We recently connected with Amy Ordoveza and have shared our conversation below.
Alright, Amy thanks for taking the time to share your stories and insights with us today. Learning the craft is often a unique journey from every creative – we’d love to hear about your journey and if knowing what you know now, you would have done anything differently to speed up the learning process.
I have been fortunate to have had the opportunity to study with many great teachers over the years. I was really lucky to have a great high school art teacher, Mr. Carmella, who taught us a lot about observational drawing. The first few months in his class felt like learning a whole new way to see the world. After high school, I studied art at the Maryland Institute College of Art, where my experience was mixed. I was exposed to many different art forms and points of view and learned a lot about art history, which was important. I had some professors who were very helpful, but also others who were not supportive of my goals to learn to paint and draw in a realistic style. Fortunately I was able to take summer classes at the Art Students League of New York, where I continued to develop my skills and heard about the MFA program at the New York Academy of Art, which I attended after MICA. The New York Academy was just the right school for me. The Academy’s structured curriculum and extremely knowledgeable faculty made it possible for me to learn to paint the way I wanted to.
I’ve also recently taken some online courses and workshops with still life painters whose work I admire. Two years ago I took Zane York’s: Still Life: Life and Death in the Balance Course, and last year I took Natalie Featherston’s Trompe l’oeil workshop. This spring I have been very grateful to receive a professional development grant from the Canada Council for the Arts that has made it possible for me to attend Carlo Russo’s Still Life Garden Intensive Course. This course focuses on 17th century Dutch approaches to still life painting, particularly on painting and composing with fruit, vegetables, and flowers; perishable items that require a different approach than longer lasting still life objects. It has been so valuable to learn from other artists whose working processes are a bit different from mine.
Great, appreciate you sharing that with us. Before we ask you to share more of your insights, can you take a moment to introduce yourself and how you got to where you are today to our readers.
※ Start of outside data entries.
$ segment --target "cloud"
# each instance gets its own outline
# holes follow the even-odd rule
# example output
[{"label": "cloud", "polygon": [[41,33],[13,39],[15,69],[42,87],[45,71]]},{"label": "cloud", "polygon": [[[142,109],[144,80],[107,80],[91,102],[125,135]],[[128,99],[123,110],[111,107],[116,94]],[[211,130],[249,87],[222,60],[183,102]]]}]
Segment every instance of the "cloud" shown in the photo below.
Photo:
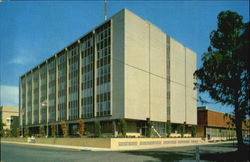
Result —
[{"label": "cloud", "polygon": [[16,49],[15,57],[11,58],[9,64],[25,65],[36,60],[32,49]]},{"label": "cloud", "polygon": [[19,88],[17,86],[0,85],[0,105],[18,106]]},{"label": "cloud", "polygon": [[22,58],[13,58],[12,60],[10,60],[11,64],[20,64],[20,65],[24,65],[25,64],[25,59]]}]

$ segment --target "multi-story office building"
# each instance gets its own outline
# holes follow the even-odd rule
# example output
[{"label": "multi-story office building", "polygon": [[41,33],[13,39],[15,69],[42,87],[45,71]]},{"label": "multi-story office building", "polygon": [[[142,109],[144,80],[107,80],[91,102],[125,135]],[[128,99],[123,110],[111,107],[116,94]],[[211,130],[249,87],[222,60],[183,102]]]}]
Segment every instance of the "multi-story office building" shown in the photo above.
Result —
[{"label": "multi-story office building", "polygon": [[144,134],[147,119],[161,133],[167,120],[196,125],[195,70],[193,51],[123,9],[20,77],[20,126],[100,120],[108,132],[125,119]]}]

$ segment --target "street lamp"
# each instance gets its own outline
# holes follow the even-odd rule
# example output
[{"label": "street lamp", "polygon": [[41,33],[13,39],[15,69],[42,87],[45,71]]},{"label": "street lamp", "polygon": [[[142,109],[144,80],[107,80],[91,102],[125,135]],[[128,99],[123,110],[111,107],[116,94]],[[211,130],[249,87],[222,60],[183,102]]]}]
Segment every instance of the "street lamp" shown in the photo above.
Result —
[{"label": "street lamp", "polygon": [[[47,107],[47,102],[46,102],[46,100],[44,100],[42,103],[42,107]],[[46,138],[48,138],[49,137],[49,120],[48,120],[48,110],[47,110],[47,136],[46,136]]]}]

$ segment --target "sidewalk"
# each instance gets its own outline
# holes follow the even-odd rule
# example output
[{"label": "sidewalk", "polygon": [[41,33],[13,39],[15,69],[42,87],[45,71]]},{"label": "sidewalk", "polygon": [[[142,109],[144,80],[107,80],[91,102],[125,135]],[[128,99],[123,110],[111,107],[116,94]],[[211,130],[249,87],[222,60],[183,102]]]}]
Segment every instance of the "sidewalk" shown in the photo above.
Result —
[{"label": "sidewalk", "polygon": [[111,151],[108,148],[97,148],[97,147],[80,147],[80,146],[69,146],[69,145],[53,145],[53,144],[42,144],[42,143],[28,143],[28,142],[12,142],[12,141],[1,141],[1,143],[28,145],[28,146],[40,146],[40,147],[51,147],[67,150],[78,150],[78,151]]},{"label": "sidewalk", "polygon": [[[28,142],[13,142],[13,141],[1,141],[1,143],[10,143],[10,144],[20,144],[28,146],[37,146],[37,147],[50,147],[50,148],[59,148],[65,150],[76,150],[76,151],[129,151],[129,150],[145,150],[145,149],[159,149],[159,148],[168,148],[168,147],[152,147],[152,148],[134,148],[134,149],[110,149],[110,148],[97,148],[97,147],[81,147],[81,146],[69,146],[69,145],[53,145],[53,144],[42,144],[42,143],[28,143]],[[233,143],[233,141],[226,142],[217,142],[217,143],[200,143],[198,145],[216,145],[222,143]],[[185,147],[193,145],[178,145],[178,146],[169,146],[169,147]]]}]

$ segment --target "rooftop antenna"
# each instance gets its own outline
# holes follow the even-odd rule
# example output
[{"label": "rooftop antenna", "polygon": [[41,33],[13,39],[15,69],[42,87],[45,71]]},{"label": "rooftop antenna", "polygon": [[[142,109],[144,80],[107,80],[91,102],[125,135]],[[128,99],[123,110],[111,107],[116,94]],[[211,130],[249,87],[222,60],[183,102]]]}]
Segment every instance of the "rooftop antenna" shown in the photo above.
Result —
[{"label": "rooftop antenna", "polygon": [[108,14],[108,9],[107,9],[107,0],[104,0],[104,20],[107,20],[107,14]]}]

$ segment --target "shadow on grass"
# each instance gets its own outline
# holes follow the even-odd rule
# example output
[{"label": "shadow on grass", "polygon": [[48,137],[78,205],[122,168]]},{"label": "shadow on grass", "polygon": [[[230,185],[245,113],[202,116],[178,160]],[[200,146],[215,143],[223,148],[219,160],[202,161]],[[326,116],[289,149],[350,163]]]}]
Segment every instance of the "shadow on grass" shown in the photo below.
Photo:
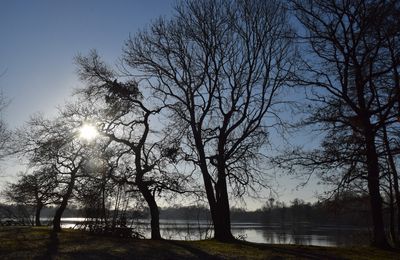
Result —
[{"label": "shadow on grass", "polygon": [[257,244],[257,243],[251,243],[247,241],[236,241],[234,242],[235,244],[240,244],[240,245],[245,245],[248,247],[253,247],[257,248],[260,250],[269,250],[275,253],[280,253],[280,254],[286,254],[286,255],[292,255],[296,258],[306,258],[306,259],[315,259],[315,260],[320,260],[320,259],[326,259],[326,260],[341,260],[341,259],[346,259],[343,257],[338,257],[338,256],[332,256],[326,253],[319,253],[319,252],[311,252],[310,249],[307,248],[287,248],[287,247],[281,247],[281,246],[274,246],[274,245],[269,245],[269,244]]},{"label": "shadow on grass", "polygon": [[210,259],[210,260],[219,260],[219,259],[224,259],[220,258],[218,256],[210,255],[203,250],[196,248],[194,246],[190,246],[185,243],[180,243],[179,241],[174,241],[174,240],[164,240],[166,243],[183,248],[187,251],[189,251],[191,254],[195,255],[198,257],[198,259]]},{"label": "shadow on grass", "polygon": [[[218,256],[218,255],[211,255],[206,252],[204,249],[200,249],[196,246],[189,245],[185,242],[181,241],[169,241],[165,240],[166,243],[169,243],[171,245],[183,248],[187,251],[189,251],[191,254],[194,256],[198,257],[198,259],[227,259],[224,256]],[[224,243],[225,244],[225,243]],[[232,241],[232,242],[227,242],[226,245],[230,246],[237,246],[237,247],[242,247],[245,246],[247,248],[254,248],[258,250],[262,250],[262,252],[273,252],[276,254],[276,256],[271,255],[267,257],[267,259],[286,259],[285,256],[290,256],[290,258],[294,259],[314,259],[314,260],[320,260],[320,259],[327,259],[327,260],[341,260],[341,259],[346,259],[338,256],[333,256],[330,255],[329,253],[324,253],[324,252],[315,252],[307,248],[287,248],[287,247],[281,247],[281,246],[274,246],[274,245],[268,245],[268,244],[257,244],[257,243],[251,243],[247,241]],[[285,256],[279,256],[279,255],[285,255]],[[237,259],[240,256],[229,256],[229,259]]]},{"label": "shadow on grass", "polygon": [[35,257],[34,259],[54,259],[58,254],[58,247],[60,241],[58,239],[57,232],[51,231],[49,242],[47,243],[47,249],[43,256]]},{"label": "shadow on grass", "polygon": [[[64,253],[63,257],[66,257],[67,259],[111,259],[111,260],[116,260],[116,259],[121,259],[121,257],[117,257],[112,254],[108,254],[105,252],[96,252],[96,251],[87,251],[87,252],[69,252],[69,253]],[[135,258],[132,258],[135,259]]]}]

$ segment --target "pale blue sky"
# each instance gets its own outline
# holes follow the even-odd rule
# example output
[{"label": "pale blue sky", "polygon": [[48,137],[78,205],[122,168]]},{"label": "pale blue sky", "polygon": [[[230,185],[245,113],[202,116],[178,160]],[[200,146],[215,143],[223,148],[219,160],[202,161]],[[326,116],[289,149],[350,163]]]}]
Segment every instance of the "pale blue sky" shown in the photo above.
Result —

I am a visual artist with a studio practice rooted in drawing and painting. I carefully craft and arrange the delicate cut-paper plants, animals, and architectural elements that I depict in my detailed, imaginative still-life paintings. The fragility of the paper objects suggests impermanence while my close observation and meticulous handling of paint hint at their significance. Isolating elements of a scene and placing them within a still life signifies that the paintings represent a psychological space rather than the literal documentation of a place. Their careful selection and arrangement imply the presence of an unseen hand and mind. I am interested in how painting can evoke a sense of beauty and mystery present in ordinary surroundings and help the viewer see them in a new way through their transformation.
For several years I have been creating still life paintings that incorporate cut paper objects that I‘ve crafted myself. I began this body of work as I was in the process of a long distance move. I wanted to paint the home that I was leaving behind in a way that showed how it existed in my memory and imagination. I recreated my townhouse community as a chain of paper houses, the fragility of the object evoking a sense of impermanence and my careful handling of the paint evoking a sense of significance. Since then the series has expanded to include representations of plants, animals, and architectural elements from my memories of places that have been important to me. I have aimed to convey the emotional impact of those places through abstraction and emphasis, through the careful selection of details.
Now I am envisioning a new series of paintings and drawings that focuses on the juxtaposition of crafted paper objects with real-world objects that bring their own origins and histories with them. By contrasting thin, flat, delicate, cut paper objects with ordinary objects in a great variety of textures and colours, I will create compositions in which imagination meets lived experience and a world of thought interacts with the external world.
In your view, what can society to do to best support artists, creatives and a thriving creative ecosystem?
Artists need time to develop their work. Things that society can provide that give artists the flexibility to cut back on time spent doing other work and devote more time to creation include universal health care, and project grants that provide funding for time and materials to develop new art. Access to arts education in the schools is also very important for growing a culture that values the arts.
Are there any books, videos or other content that you feel have meaningfully impacted your thinking?
I haven’t been thinking very much about managerial and entrepreneurial philosophy lately. I’m in the beginning stages of developing a new body of work so at this point I’m concentrating on creating the art. I’ll be thinking more about getting it out into the world in a few months, when it is further along. I’ve been reading and thinking about the process of creating art and the lives of artists. Here are a few books about art that I’ve enjoyed over the past year and would recommend: Art is Life by Jerry Saltz, Magritte in 400 Images by Julie Waseige, and Rachel Ruysch: Nature Into Art by Robert Schindler, Bernd Ebert, and Anna C. Knapp.
I am also starting to think about returning to teaching art after taking a break from teaching for a few years to focus on my studio practice. Some resources that I would recommend for learning about the process of making art include Steve Chmilar’s Youtube channel where he posts some very nice demonstration videos about his own process, and The Academy of Realist Art Boston’s Youtube channel. There’s a very informative materials talk about oil painting by Julie Beck on their channel as well as some interesting art history lectures.